The Google Chrome Browser was originally designed as a way to bring about a high performance web browser onto a number of platforms without some of the user interface clutter that web browsers had at the time. Chrome was originally designed as a relatively lightweight client but over the years it has evolved, adding new features and abilities so as to improve the overall experience. Chrome comes from the Chromium browser, with a number of Google tweaks. Google has also used the Chrome browser as a basis for the Chrome OS; this is a lightweight user interface that sits on top of a very simply LINUX foundation and gives us the Chromebook (and Chromebox, Chrome-on-a-USB devices). After a slow start, the Chromebook has caught the interest of many customers, especially in education, where it is now the dominant classroom computer in North America.

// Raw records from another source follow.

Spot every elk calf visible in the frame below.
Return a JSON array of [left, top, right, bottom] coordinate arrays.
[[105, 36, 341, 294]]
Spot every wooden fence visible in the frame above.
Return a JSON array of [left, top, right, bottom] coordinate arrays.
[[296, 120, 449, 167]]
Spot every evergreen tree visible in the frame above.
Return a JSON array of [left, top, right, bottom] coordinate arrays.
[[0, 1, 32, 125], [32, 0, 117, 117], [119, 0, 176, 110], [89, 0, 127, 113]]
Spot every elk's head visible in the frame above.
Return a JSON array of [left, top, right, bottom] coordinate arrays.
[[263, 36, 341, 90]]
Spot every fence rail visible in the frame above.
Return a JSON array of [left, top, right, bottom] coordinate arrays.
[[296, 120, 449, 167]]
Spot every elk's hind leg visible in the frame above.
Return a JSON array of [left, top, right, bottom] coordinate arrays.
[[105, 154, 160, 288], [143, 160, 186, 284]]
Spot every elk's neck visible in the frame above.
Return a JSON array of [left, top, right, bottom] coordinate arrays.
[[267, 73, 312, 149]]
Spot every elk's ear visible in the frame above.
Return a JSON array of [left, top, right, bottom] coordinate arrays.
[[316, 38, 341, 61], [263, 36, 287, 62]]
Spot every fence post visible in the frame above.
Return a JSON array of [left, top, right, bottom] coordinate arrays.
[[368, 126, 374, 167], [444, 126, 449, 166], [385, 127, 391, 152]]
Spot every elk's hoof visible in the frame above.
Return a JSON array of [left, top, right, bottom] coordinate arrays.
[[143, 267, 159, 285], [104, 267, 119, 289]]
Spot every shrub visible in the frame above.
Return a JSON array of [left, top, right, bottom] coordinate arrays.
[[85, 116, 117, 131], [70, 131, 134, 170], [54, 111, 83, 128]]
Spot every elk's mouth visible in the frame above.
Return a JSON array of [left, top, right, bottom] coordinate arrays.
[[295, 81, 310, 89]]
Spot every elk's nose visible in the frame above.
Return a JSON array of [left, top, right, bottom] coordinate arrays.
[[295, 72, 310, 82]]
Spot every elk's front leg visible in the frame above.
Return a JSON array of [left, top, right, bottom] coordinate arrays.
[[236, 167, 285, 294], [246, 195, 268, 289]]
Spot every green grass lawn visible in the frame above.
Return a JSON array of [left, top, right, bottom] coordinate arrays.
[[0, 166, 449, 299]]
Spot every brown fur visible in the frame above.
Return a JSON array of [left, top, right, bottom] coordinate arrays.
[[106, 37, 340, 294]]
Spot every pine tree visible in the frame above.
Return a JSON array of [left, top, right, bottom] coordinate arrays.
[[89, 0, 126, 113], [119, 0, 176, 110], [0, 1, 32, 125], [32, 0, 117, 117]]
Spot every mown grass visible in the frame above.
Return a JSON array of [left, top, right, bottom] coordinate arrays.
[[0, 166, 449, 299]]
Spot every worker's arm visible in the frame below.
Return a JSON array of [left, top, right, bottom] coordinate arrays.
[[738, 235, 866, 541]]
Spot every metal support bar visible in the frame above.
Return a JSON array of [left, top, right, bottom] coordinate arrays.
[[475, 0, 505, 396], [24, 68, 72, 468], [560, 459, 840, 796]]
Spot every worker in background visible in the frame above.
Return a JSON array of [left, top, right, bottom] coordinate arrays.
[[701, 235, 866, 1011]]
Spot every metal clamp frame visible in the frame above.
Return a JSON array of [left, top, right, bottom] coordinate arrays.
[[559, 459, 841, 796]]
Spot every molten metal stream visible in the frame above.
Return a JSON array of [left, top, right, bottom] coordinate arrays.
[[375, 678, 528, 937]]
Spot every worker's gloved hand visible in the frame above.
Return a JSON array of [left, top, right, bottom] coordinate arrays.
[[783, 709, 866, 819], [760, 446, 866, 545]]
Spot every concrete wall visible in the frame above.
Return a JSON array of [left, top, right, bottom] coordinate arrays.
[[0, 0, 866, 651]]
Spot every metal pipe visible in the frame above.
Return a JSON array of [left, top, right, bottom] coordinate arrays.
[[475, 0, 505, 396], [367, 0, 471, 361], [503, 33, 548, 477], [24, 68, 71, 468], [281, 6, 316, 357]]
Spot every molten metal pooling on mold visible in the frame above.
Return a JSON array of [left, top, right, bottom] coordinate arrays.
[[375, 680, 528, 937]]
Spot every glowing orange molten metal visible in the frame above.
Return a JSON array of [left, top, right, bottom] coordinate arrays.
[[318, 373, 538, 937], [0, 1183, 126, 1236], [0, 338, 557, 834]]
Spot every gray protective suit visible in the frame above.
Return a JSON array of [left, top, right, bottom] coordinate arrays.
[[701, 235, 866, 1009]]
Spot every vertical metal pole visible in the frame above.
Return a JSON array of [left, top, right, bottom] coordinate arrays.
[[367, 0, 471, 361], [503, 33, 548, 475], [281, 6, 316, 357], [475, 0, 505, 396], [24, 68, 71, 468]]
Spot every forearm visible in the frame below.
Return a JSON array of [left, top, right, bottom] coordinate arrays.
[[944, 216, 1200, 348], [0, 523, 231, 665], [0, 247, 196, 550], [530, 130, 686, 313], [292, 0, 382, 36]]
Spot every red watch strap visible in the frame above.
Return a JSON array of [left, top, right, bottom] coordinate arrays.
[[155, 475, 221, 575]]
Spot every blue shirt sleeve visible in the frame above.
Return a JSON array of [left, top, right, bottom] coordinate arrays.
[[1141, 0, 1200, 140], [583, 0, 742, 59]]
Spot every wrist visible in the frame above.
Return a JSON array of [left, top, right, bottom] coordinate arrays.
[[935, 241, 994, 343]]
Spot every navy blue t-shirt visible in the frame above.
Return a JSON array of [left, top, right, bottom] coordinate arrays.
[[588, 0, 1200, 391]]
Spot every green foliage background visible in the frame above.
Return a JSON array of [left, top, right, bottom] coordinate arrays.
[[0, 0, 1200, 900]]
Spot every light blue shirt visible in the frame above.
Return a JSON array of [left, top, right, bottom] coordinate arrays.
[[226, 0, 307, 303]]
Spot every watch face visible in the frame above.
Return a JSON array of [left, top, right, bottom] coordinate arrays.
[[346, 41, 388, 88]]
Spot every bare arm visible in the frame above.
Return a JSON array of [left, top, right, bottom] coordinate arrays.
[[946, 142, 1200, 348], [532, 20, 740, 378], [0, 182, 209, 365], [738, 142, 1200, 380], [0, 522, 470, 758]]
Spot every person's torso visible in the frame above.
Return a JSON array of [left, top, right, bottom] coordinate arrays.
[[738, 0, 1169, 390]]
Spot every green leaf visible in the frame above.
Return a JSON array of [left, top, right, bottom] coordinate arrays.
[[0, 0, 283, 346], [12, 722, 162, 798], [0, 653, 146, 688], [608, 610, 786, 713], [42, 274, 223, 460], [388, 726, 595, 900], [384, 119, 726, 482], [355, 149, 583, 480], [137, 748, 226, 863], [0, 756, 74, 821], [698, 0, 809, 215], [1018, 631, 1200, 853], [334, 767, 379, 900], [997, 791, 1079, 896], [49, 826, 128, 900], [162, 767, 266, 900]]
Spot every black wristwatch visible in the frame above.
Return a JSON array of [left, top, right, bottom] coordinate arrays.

As part of the Chrome browser experience, Google maintain and update the application, incorporating new features, removing old ones that are no longer needed, and of course adding in security fixes as they are discovered. Google operate a “bug bounty” scheme, which rewards coders for finding security flaws and bringing it to their attention. Bug bounty schemes are not new and many larger technology companies operate these, recognizing that as comprehensive as their testing might be in-house, there are many more people in the wild that are able to find weaknesses that their software engineers may have overlooked. In the case of the Chromebook, Google have promised to provide updates to the Chrome OS platform for each particular model for at least five years after the hardware was introduced. This means that one can buy a newly released Chromebook with the security that the platform will be supported and maintained for at least five years.
We recently covered a number of the changes that had been implemented into Google Chrome 47 including how Google’s bug bounties had helped the browser cover up over forty security flaws, which amounted to a payment from Google of somewhere over $100,000. Chrome 47 was released for the Windows, Mac and LINUX platforms on the 2 December and will be silently updated for most users: closing and reopening the browser is usually enough to update the application, or as a worst case a reboot will suffice. Google have now updated Chrome for Android to version 47, bringing about it the same raft of improvements. One of more significant changes is the addition of splash screens, which are relevant for web applications – another of Google Android’s current pushes. Developers can customize the splash screen, which can be used to help ease the transition from tapping the icon and the Chrome browser and web app loading – Chrome is a heavyweight application and it can take a moment to launch, especially on older hardware. The splash screen will disappear as soon as the underlying web app starts to draw onto the screen. The update will arrive across the world in a staggered fashion, so if you hit up the Google Play Store today and the update is not available, it will be coming soon.